Everyone in the cast does their straight-path performance, no one ever really standing up and taking charge of a stand-out spotlight.  Basinger probably comes closest to grabbing the audience’s attention.  You begin feeling for her, understanding her struggles between loyalty to family and the bottled up passion she can only show to this one man.  Theron’s character probably offers the highest level of transformation, from her hard shell in the early moments to the softening of her emotions in the latter moments when someone unexpected comes back into her life.  Theron, for all of her talents, doesn’t do the best job she can in pulling this off, however.  This gives her character a sense of one-notedness, and, in the end, we question how far along she truly has come.

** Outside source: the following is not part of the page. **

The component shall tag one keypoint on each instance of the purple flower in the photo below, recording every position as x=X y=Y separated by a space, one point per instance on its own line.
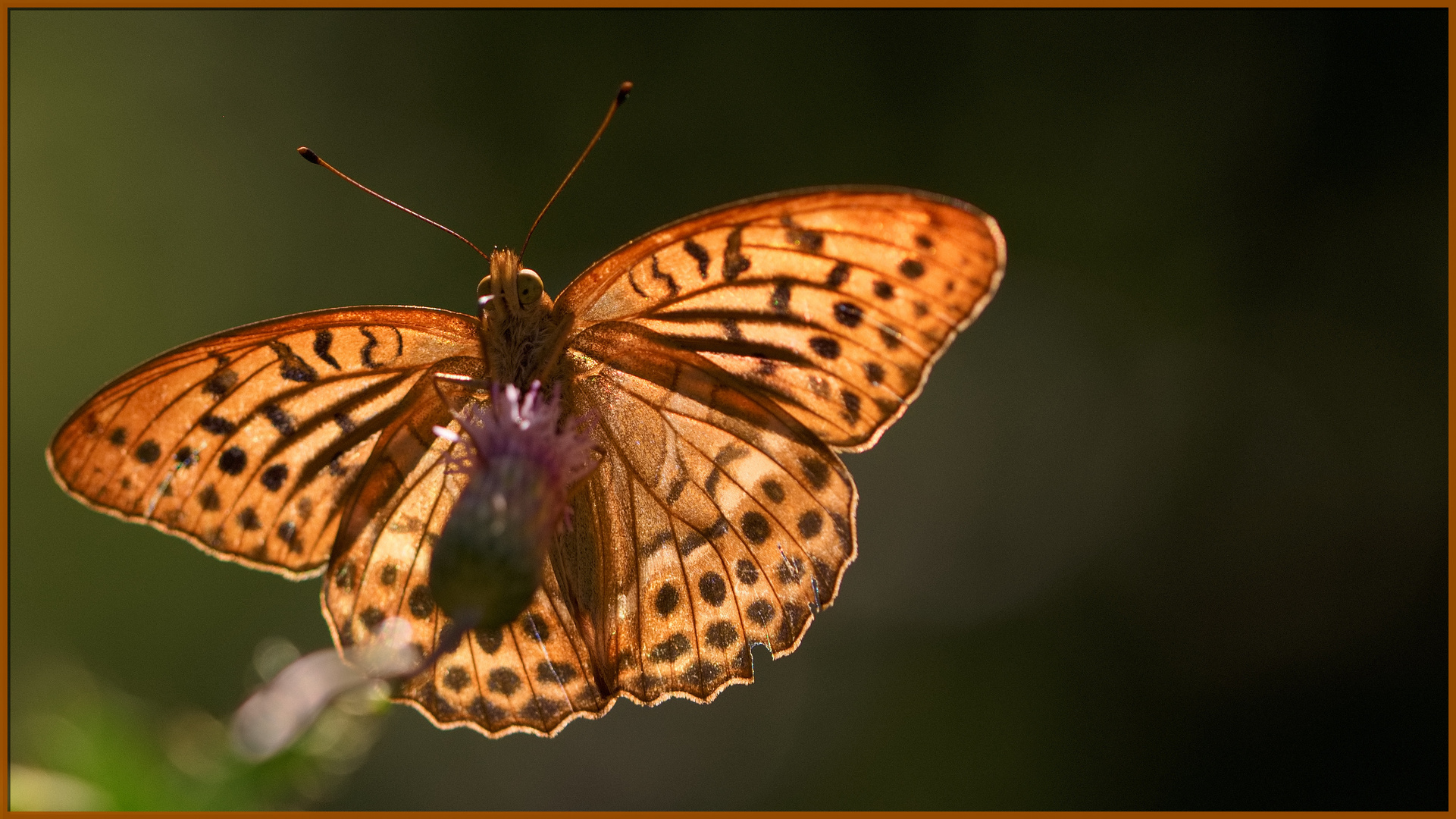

Keeping similar structures as his previous screenplays, Arriaga’s newest film is a more compact story, a film about the lives of only a few people instead of the world of different lives he set forth in ‘Babel.’  Unfortunately, the strokes with which he paints the story are so heavy and caked on, it becomes difficult to find our bearing within each strand.  The shots are beautiful and much of the acting is commendable, but, without a gripping story for them to surround themselves, the film ends up becoming a forgettable experiment in style over substance.  It’s heavy drama for all the wrong reasons.  Perhaps Arriaga should have jettisoned his sporadic structure for a more linear format for something so small.  This probably would have helped with the connections.